I got back from my holiday yesterday at five in the morning. Without thinking any further, I crashed into bed for a few hours of much-needed sleep. It was only when I came home after a baby shower yesterday afternoon that ‘it’ hit me. The vacation grief. The Blues. The sadness.
I want to be home as much as I want a root canal. All I want right now is to jump in my car and drive back to see my friends again. I’m sitting here, weepy, missing them. And this hollow feeling that just won’t go away. I got used to living away from my friends and family but I never said it was always easy.
I’ll now be going through the five stages of vacation blues. You might know them.
No, I’m not home. No, I’m not going back to work tomorrow. No, I’m not getting back in my ass-crack-of-dawn routine. No. NO.

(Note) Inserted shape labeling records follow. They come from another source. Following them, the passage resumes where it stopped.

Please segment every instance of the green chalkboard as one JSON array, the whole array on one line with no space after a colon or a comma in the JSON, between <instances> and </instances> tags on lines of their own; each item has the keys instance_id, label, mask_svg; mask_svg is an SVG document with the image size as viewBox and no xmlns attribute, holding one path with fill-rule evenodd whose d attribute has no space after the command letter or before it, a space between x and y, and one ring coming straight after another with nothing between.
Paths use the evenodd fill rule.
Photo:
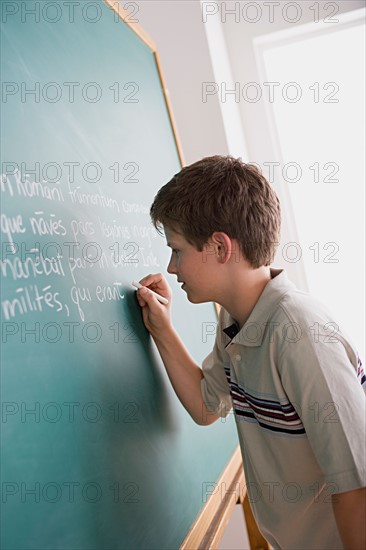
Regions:
<instances>
[{"instance_id":1,"label":"green chalkboard","mask_svg":"<svg viewBox=\"0 0 366 550\"><path fill-rule=\"evenodd\" d=\"M166 273L180 169L154 52L102 1L2 5L2 548L179 548L237 437L183 409L130 285ZM214 305L166 276L201 364Z\"/></svg>"}]
</instances>

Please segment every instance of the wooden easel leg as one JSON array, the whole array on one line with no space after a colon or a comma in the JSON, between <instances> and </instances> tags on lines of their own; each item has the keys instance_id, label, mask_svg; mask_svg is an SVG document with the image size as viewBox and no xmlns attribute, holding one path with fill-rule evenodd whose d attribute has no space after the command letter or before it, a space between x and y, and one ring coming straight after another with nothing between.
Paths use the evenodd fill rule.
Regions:
<instances>
[{"instance_id":1,"label":"wooden easel leg","mask_svg":"<svg viewBox=\"0 0 366 550\"><path fill-rule=\"evenodd\" d=\"M240 499L243 506L244 519L247 526L248 538L251 550L269 550L269 545L262 533L259 531L249 504L248 495Z\"/></svg>"}]
</instances>

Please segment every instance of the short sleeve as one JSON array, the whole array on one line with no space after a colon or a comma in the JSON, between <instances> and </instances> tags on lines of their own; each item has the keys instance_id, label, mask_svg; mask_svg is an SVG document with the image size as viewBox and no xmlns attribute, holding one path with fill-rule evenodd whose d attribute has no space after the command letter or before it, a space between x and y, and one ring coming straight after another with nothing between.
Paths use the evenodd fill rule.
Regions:
<instances>
[{"instance_id":1,"label":"short sleeve","mask_svg":"<svg viewBox=\"0 0 366 550\"><path fill-rule=\"evenodd\" d=\"M357 353L338 334L284 341L279 369L283 387L304 425L315 458L334 493L366 485L365 393Z\"/></svg>"},{"instance_id":2,"label":"short sleeve","mask_svg":"<svg viewBox=\"0 0 366 550\"><path fill-rule=\"evenodd\" d=\"M225 369L230 369L230 357L222 346L220 323L217 325L213 350L202 362L201 392L209 411L226 417L232 409L230 386Z\"/></svg>"}]
</instances>

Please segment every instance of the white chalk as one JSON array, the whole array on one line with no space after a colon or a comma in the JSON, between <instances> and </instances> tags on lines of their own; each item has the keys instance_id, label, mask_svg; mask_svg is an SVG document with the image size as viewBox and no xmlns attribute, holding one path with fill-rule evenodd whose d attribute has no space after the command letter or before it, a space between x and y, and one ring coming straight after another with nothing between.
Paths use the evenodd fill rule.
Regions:
<instances>
[{"instance_id":1,"label":"white chalk","mask_svg":"<svg viewBox=\"0 0 366 550\"><path fill-rule=\"evenodd\" d=\"M147 288L145 286L142 286L140 285L140 283L136 283L136 281L132 281L132 286L136 287L136 288ZM148 290L150 290L148 288ZM150 292L152 292L152 294L154 294L154 296L156 296L156 298L159 300L159 302L161 302L162 304L169 304L169 300L167 300L166 298L164 298L164 296L160 296L160 294L158 294L157 292L154 292L153 290L150 290Z\"/></svg>"}]
</instances>

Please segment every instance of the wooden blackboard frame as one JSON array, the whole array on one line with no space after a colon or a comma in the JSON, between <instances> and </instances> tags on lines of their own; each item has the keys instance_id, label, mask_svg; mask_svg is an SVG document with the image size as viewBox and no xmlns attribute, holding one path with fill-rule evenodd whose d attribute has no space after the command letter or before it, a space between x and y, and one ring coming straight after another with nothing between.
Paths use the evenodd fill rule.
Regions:
<instances>
[{"instance_id":1,"label":"wooden blackboard frame","mask_svg":"<svg viewBox=\"0 0 366 550\"><path fill-rule=\"evenodd\" d=\"M118 0L104 0L104 2L118 15L118 17L122 19L122 21L124 21L126 25L128 25L133 32L136 33L140 40L142 40L144 44L151 49L154 55L169 120L172 126L179 162L183 168L185 161L182 144L179 139L177 125L174 120L169 91L165 85L156 44L137 22L130 19L131 14L123 8ZM220 306L217 303L214 303L214 306L218 317ZM187 533L187 536L180 546L180 550L218 548L234 506L237 503L240 503L243 506L250 547L256 550L268 550L268 543L258 530L248 501L240 445L236 448L220 479L217 480L216 486L218 488L225 488L225 498L222 498L223 494L221 490L215 491L211 494Z\"/></svg>"}]
</instances>

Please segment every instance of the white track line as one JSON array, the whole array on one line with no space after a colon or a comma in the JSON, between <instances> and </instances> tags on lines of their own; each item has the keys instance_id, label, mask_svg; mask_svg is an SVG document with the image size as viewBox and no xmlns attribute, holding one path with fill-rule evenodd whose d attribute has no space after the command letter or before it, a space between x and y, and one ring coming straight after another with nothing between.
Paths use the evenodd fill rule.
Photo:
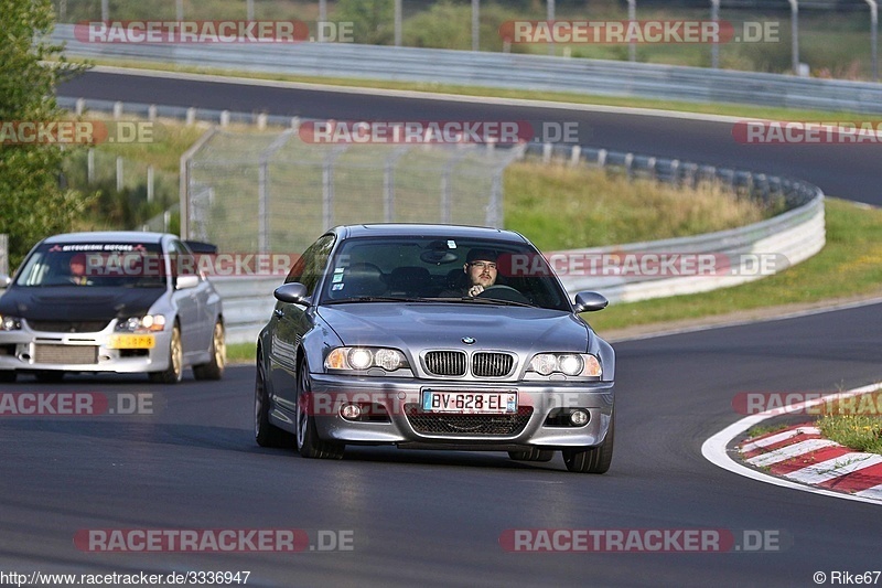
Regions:
<instances>
[{"instance_id":1,"label":"white track line","mask_svg":"<svg viewBox=\"0 0 882 588\"><path fill-rule=\"evenodd\" d=\"M828 402L829 398L838 396L840 398L846 398L849 396L858 396L860 394L865 394L868 392L875 392L878 389L882 389L882 383L872 384L870 386L863 386L860 388L854 388L852 391L848 391L838 395L831 395L824 398L818 398L816 400L809 400L806 403L799 403L798 405L793 405L794 408L802 407L807 408L809 406L814 406L817 404L821 404ZM751 415L747 417L733 423L732 425L728 426L717 435L710 437L701 446L701 455L704 456L704 459L718 466L724 470L729 470L732 473L736 473L739 475L743 475L745 478L751 478L752 480L757 480L760 482L765 482L768 484L778 485L782 488L789 488L792 490L799 490L803 492L810 492L813 494L821 494L825 496L833 496L837 499L842 500L853 500L857 502L868 502L871 504L882 504L882 485L874 487L862 492L857 492L854 494L845 494L842 492L833 492L831 490L827 490L825 488L815 488L811 485L803 485L790 480L784 480L782 478L775 478L773 475L768 475L746 466L742 466L739 461L735 461L729 456L727 451L727 447L729 443L738 437L739 435L743 434L751 427L768 419L774 416L781 414L781 410L766 410L765 413L760 413L757 415Z\"/></svg>"}]
</instances>

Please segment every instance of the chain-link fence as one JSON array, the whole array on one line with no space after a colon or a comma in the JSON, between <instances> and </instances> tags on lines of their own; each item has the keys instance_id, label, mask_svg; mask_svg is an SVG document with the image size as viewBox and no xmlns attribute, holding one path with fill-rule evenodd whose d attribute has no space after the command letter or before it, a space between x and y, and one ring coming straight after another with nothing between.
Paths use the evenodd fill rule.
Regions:
<instances>
[{"instance_id":1,"label":"chain-link fence","mask_svg":"<svg viewBox=\"0 0 882 588\"><path fill-rule=\"evenodd\" d=\"M293 128L214 131L183 163L182 228L225 252L286 253L341 224L502 226L503 170L523 149L321 145Z\"/></svg>"}]
</instances>

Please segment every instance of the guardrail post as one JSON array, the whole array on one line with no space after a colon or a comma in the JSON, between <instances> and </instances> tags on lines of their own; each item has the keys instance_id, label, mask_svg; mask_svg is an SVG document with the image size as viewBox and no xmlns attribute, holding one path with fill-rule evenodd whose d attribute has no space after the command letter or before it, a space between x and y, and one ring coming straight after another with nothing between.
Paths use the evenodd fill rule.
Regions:
<instances>
[{"instance_id":1,"label":"guardrail post","mask_svg":"<svg viewBox=\"0 0 882 588\"><path fill-rule=\"evenodd\" d=\"M92 185L95 183L95 148L89 147L86 151L86 182Z\"/></svg>"},{"instance_id":2,"label":"guardrail post","mask_svg":"<svg viewBox=\"0 0 882 588\"><path fill-rule=\"evenodd\" d=\"M542 163L549 163L551 161L551 149L553 146L551 143L542 143Z\"/></svg>"},{"instance_id":3,"label":"guardrail post","mask_svg":"<svg viewBox=\"0 0 882 588\"><path fill-rule=\"evenodd\" d=\"M579 145L572 146L572 151L570 152L570 165L578 165L579 158L582 157L582 147Z\"/></svg>"},{"instance_id":4,"label":"guardrail post","mask_svg":"<svg viewBox=\"0 0 882 588\"><path fill-rule=\"evenodd\" d=\"M122 158L117 157L117 192L122 192Z\"/></svg>"}]
</instances>

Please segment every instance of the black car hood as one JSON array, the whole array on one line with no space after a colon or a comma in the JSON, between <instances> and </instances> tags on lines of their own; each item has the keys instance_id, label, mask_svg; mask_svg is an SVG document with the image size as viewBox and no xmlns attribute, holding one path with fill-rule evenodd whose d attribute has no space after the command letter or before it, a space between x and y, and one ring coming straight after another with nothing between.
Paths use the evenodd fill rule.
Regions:
<instances>
[{"instance_id":1,"label":"black car hood","mask_svg":"<svg viewBox=\"0 0 882 588\"><path fill-rule=\"evenodd\" d=\"M589 349L585 323L571 313L540 308L365 302L321 307L319 314L346 345L525 353ZM466 345L463 338L475 341Z\"/></svg>"},{"instance_id":2,"label":"black car hood","mask_svg":"<svg viewBox=\"0 0 882 588\"><path fill-rule=\"evenodd\" d=\"M144 314L164 288L12 287L0 297L0 314L30 320L110 320Z\"/></svg>"}]
</instances>

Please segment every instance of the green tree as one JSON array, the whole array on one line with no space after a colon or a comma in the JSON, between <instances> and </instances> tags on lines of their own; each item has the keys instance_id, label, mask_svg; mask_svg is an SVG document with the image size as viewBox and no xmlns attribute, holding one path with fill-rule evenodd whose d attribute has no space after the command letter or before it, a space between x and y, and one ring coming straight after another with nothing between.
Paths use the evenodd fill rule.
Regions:
<instances>
[{"instance_id":1,"label":"green tree","mask_svg":"<svg viewBox=\"0 0 882 588\"><path fill-rule=\"evenodd\" d=\"M0 0L0 125L58 120L56 85L84 66L49 43L51 0ZM12 128L6 125L7 129ZM0 141L0 233L9 235L14 268L40 238L69 231L88 197L60 188L64 150L58 145Z\"/></svg>"}]
</instances>

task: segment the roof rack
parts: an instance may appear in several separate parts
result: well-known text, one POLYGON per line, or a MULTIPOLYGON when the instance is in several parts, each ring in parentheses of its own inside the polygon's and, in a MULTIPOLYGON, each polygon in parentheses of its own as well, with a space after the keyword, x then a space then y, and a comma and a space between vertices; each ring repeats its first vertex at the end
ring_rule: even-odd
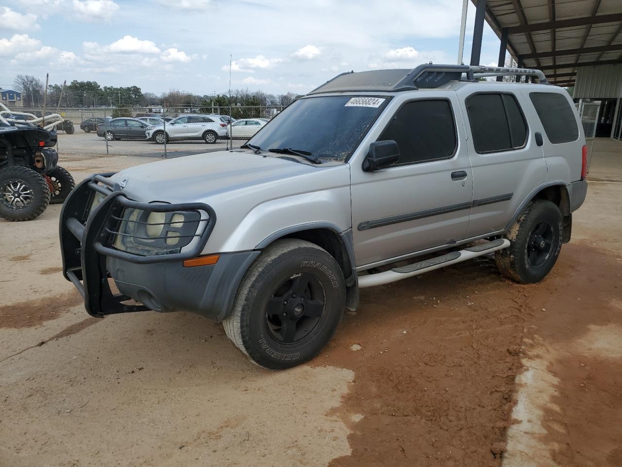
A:
POLYGON ((527 68, 504 68, 503 67, 469 67, 471 73, 481 77, 486 76, 531 76, 538 78, 540 84, 549 84, 542 70, 527 68))
POLYGON ((481 77, 525 75, 536 77, 539 82, 542 84, 548 84, 549 82, 544 73, 540 70, 425 64, 412 70, 397 68, 342 73, 309 94, 348 91, 398 92, 437 88, 450 81, 463 80, 463 74, 466 75, 466 80, 468 81, 474 80, 475 75, 481 77))

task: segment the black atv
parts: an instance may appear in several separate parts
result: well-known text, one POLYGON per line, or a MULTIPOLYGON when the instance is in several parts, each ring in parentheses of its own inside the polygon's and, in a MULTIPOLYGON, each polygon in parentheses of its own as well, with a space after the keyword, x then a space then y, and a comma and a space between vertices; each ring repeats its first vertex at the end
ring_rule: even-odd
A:
POLYGON ((75 184, 57 165, 56 142, 56 131, 0 122, 0 217, 31 220, 65 201, 75 184))

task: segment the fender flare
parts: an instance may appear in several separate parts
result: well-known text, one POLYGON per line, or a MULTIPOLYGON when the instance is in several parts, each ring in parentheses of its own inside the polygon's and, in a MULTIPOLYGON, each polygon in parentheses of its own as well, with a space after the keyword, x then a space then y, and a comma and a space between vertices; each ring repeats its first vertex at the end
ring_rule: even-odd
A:
POLYGON ((514 212, 514 215, 512 216, 511 220, 508 223, 508 225, 506 225, 505 229, 503 229, 503 232, 508 232, 508 230, 510 229, 512 225, 516 222, 516 219, 518 219, 521 214, 525 210, 527 205, 531 201, 532 199, 533 199, 534 196, 535 196, 539 192, 542 191, 545 188, 548 188, 551 186, 560 186, 565 188, 567 191, 568 189, 566 187, 567 185, 568 184, 563 180, 554 180, 550 182, 545 182, 544 183, 538 185, 531 192, 529 192, 529 194, 525 197, 522 202, 521 203, 520 205, 514 212))

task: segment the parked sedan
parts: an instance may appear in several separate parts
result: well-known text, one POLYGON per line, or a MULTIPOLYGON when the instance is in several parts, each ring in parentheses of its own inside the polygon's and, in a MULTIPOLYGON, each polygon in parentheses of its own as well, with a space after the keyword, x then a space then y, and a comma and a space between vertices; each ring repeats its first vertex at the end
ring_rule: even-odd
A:
POLYGON ((227 137, 227 124, 208 115, 179 116, 164 126, 149 126, 145 131, 147 139, 159 144, 171 139, 203 139, 208 144, 227 137))
POLYGON ((91 117, 91 118, 87 118, 86 120, 81 122, 80 124, 80 130, 87 133, 90 133, 91 131, 96 131, 98 125, 110 121, 111 120, 112 117, 91 117))
POLYGON ((267 122, 261 118, 243 118, 231 123, 231 138, 250 138, 267 122))
MULTIPOLYGON (((150 126, 156 125, 161 125, 162 124, 163 120, 160 117, 136 117, 137 120, 142 120, 144 122, 147 123, 150 126)), ((167 121, 168 123, 168 121, 167 121)))
POLYGON ((97 136, 113 139, 144 139, 149 124, 137 118, 113 118, 97 127, 97 136))

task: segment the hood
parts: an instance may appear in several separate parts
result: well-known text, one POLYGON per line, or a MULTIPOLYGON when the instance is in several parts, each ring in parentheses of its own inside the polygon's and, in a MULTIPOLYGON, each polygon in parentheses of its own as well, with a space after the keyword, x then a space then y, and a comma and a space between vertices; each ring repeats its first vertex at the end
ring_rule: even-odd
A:
MULTIPOLYGON (((327 169, 329 167, 326 167, 327 169)), ((251 153, 222 151, 160 161, 115 174, 137 200, 188 202, 274 184, 323 169, 251 153)))

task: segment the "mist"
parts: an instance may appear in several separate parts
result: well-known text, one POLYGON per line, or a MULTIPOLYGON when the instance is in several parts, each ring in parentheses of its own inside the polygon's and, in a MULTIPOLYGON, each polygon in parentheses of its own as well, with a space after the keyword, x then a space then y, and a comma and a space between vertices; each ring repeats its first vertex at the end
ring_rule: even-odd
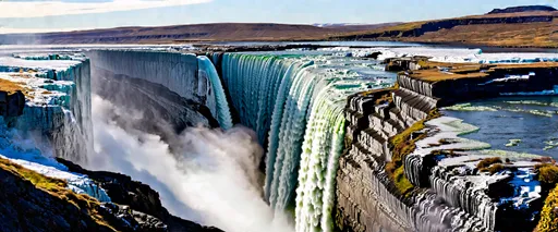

Why do I have so much laundry to do? Do I really have to start cooking again? Why in the hell do I have so much work to do since I cleared everything when I left? I DON’T WANT TO GO BACK TO WORK!
It’ll be fine. I’ll get back into the shape of things only if I take it one day at a time. Maybe I can figure this out before it figures me out.
I want to lie in bed, eat my weight in chocolate, skip showers and clothes. Why is the sun so bright? Bring me junk food. Leave me alone, I suck.
Why not just buy my ticket for my next vacation? Then I can look forward to something.
Right now, I’m at stage 2 with a little of stage 4. I should be at stage 5 within a week or two. For the moment, I’m wrapped in a blanket, watching reruns of Supernatural, trying to get my mind into continuing my novel.
What to you do when you get the blues?